Who's trying to break into my computer and why...??

[leoblob]

I'm running WIN2K SP3 on the IBM PC300GL in my signature. A couple weeks ago, I made this my "main computer," and at that time, I installed Zone Alarm. I use IE6 and my computer gets internet access via dial-up. It is not networked to any other computer. Everything works fine.

My question is, I'm amazed at the number of alerts I get from Zone Alarm, telling me that someone is trying to "get into" my computer... over 800 attempts in less than a month... what are the reasons why so many people are trying to get in? And what type of people are doing it? I can see their IP addresses, but of course, this tells me nothing. (I've since turned off the alert notifications since there are so many.)

I'm not interested in "going after" anyone, I'm just curious and amazed why there's so many attempts to get into my little, stand-alone computer... ???

[Michael1980]

I don't think it is anything serious. Just normal internet stuff, probably from scripts/ads.

[carbon_unit]

Those are just port probes. They are going on all the time but you just didn't know it until ZA told you about it.
They mostly come from infected computers trying to infect other easy targets.

[leoblob]

Wow, incredible there's that much traffic on the internet that's just noise/garbage (and that's not even including the spam).

[egibbs]

During worm storms I have seen several hundred hits an HOUR in my firewall logs.

As was said, 99.9999999% of them are just infected machines automatically scanning for other machines to infect.

Which is why an unpatched, un-firewalled machine put on the internet is first infected within minutes, or sometimes seconds.

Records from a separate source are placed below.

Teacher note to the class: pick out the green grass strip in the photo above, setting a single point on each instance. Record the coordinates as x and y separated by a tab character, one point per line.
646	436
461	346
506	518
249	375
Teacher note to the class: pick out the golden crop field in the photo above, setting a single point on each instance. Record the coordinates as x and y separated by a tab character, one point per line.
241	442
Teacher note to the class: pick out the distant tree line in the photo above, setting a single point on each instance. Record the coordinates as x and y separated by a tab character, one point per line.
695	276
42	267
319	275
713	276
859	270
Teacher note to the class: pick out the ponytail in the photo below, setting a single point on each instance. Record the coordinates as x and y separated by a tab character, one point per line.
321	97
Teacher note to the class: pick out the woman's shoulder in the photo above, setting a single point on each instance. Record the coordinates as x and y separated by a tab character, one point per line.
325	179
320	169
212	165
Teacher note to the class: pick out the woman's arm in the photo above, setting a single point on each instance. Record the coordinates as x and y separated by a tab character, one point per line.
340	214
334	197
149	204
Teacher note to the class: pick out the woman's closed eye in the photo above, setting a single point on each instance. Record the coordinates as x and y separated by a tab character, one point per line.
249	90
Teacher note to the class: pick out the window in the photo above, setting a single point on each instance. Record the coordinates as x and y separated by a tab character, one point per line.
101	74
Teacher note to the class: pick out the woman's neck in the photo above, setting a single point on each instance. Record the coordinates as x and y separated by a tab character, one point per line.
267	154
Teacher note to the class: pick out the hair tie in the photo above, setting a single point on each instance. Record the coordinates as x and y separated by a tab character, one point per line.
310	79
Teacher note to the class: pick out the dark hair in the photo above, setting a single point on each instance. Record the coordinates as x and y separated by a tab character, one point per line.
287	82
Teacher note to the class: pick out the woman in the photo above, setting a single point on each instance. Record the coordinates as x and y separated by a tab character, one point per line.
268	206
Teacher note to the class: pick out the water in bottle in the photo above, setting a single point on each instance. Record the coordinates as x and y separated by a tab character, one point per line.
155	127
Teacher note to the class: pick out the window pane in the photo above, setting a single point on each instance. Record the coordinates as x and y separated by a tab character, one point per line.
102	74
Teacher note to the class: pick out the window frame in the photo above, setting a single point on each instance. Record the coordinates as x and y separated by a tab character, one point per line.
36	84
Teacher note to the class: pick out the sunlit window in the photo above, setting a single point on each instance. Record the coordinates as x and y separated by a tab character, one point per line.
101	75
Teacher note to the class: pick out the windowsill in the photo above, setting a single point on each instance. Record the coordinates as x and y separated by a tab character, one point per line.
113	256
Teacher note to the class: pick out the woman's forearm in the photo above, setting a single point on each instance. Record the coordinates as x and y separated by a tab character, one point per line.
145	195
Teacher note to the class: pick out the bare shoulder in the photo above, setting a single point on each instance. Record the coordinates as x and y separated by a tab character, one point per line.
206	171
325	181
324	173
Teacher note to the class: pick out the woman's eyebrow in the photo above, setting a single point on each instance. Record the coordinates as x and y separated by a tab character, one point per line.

And after a day or so it will have upwards of 50 different pieces of malware installed.

The internet is not a data superhighway. It's a sewer pipe.

Ed Gibbs

[doppelfish]

The internet is not a data superhighway. It's a sewer pipe.

Well said. And its contents are produced in much the same way.
I've been seeing portscans hitting my box after no more than 2 minutes after going online with it. I have my network stack tuned to 'play dead' on the common portscan traffic, thus making it pretty pointless to portscan my box, but I was seeing that traffic coming in over a long time. Either the crackers are pretty brain-dead, or it's actually an automated scan from infected boxen elsewhere (as already pointed out above). Biggest problem for me is that traffic keeps my modem awake.
If you can extract the source IP address from the traffic, some fun can be had using the IpLocator.

cheers,
-- fish

[egibbs]

You can also try connecting to the box using http, ftp, telnet, etc. Http usually brings up the default IIS "Insert your web page here" page, meaning the owner is running an internet server they know nothing about.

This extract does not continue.